I’ll come to your core question in a moment. To restate the basic picture:
If a sound or light source is moving toward you, you receive wave crests and troughs more frequently than you would if the source were at rest relative to you, since each subsequent crest or trough has been given a “head start” by the motion of the source. This is standard Doppler blueshift. Switching the motion to be “away from you” leads to a redshift instead.
Separately, if the source is moving fast enough relative to you, relativistic time dilation of the source may also be important. This is not unique to light sources, though that’s where you usually hear about it.
A situation in which the latter effect is noteworthy is when a distant source is moving across one’s field of view (rather than toward or away). The first type of effect (mundane Doppler) does not occur for such transverse motion, but the latter effect (time dilation) continues to apply in that case.
However, keeping to the straight toward/away case, you are (correctly!) noting that a source moving toward you will have clocks that appear to be running faster, contrary to the standard language of time dilation (which says moving clocks run slower.) Indeed, the apparent clock speed will match whatever blueshifting is going on. I believe your question here is, “So, what gives?”
It’s the distinction between asking about their clocks when you are local to them vs. when you are far away and observing the clocks via a propagating signal sent at some point in the past.
We can set up a purely local clock-measuring scenario. Imagine we are watching a ship directly approaching us. The ship will pass our location 12 months from now. We have previously arranged with a friend stationed closer to the ship – 6 months out instead of 12 months – to also keep an eye on the ship. My friend and I are stationary to one another, so we are in the same reference frame. He is just facilitating my ability to measure things at different locations in this reference frame. We have previously synchronized our clocks* so that we can compare notes later.

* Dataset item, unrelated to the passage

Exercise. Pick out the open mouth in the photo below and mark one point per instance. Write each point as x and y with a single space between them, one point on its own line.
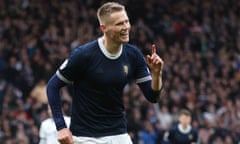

Right when the ship passes by my friend, he takes a photo that shows his clock and the ship’s clock in the same shot. When the ship passes me, I do the same. When we compare notes later, we see that our own clocks elapsed by 6 months between the ship encounters / photos while the ship clock elapsed by something less than 6 months. The moving clock is seen as having run more slowly. This is time dilation at its heart.
But wait! The ship captain can take the same sorts of photos during the two encounters, and her photos must show the same clock faces as shown in our photos. Heck, maybe even her photos are each taken a split-second later than ours so that she captures her clock, our clock, and our freshly taken photo already visible on our phone’s screen. All this local evidence must match. Wouldn’t the captain, therefore, conclude that our clocks (which are moving according to her) are advancing faster?
Perhaps surprisingly, no. She will indeed see our two clocks differing by 6 months between the two encounters, but she will also see that our clocks were never synchronized to begin with. An important consequence of relativity is that simultaneity depends on reference frame. So when we originally sync’d up our clocks through some concrete actions so that they simultaneously read zero (say), those actions would not lead to simultaneous zeros in the ship reference frame. The 6-month difference seen on the clocks needs the synchronization offset taken into consideration before the captain can infer anything about the clocks’ rates. And that offset is precisely the amount needed for the captain to correctly infer that our clocks appear to run slowly for her, as they should and by the same factor that we see for her clocks.
Taking a step back, relativity relates to spacetime, so space and time must always be considered together. The simplest statements of time dilation apply to cases where the “space” part of the problem can be factored out. In the above example, we did that by having two observers who can each make local observations of the ship’s clock to make a direct statement about how fast it it ticking. That doesn’t help us for the captain’s perspective, as the captain needs to consider how two spatially separated and moving clocks relate to one another – an inherently non-local question. And it also doesn’t help when we are watching a distant ship moving at us – also inherently non-local (and with a physical separation that is changing with time).
The seemingly separate effects (time dilation, length contraction, relativity of simultaneity, etc.) all come together elegantly via the Lorentz transformation, which converts spacetime-dependent observations in one frame into another frame without needing to juggle any artificially separated time or space consequences. But talking about “time dilation” on its own is certainly useful in many applications, so long as one is careful.
*In principle, one must show that a synchronization scheme is well-defined. (It is.)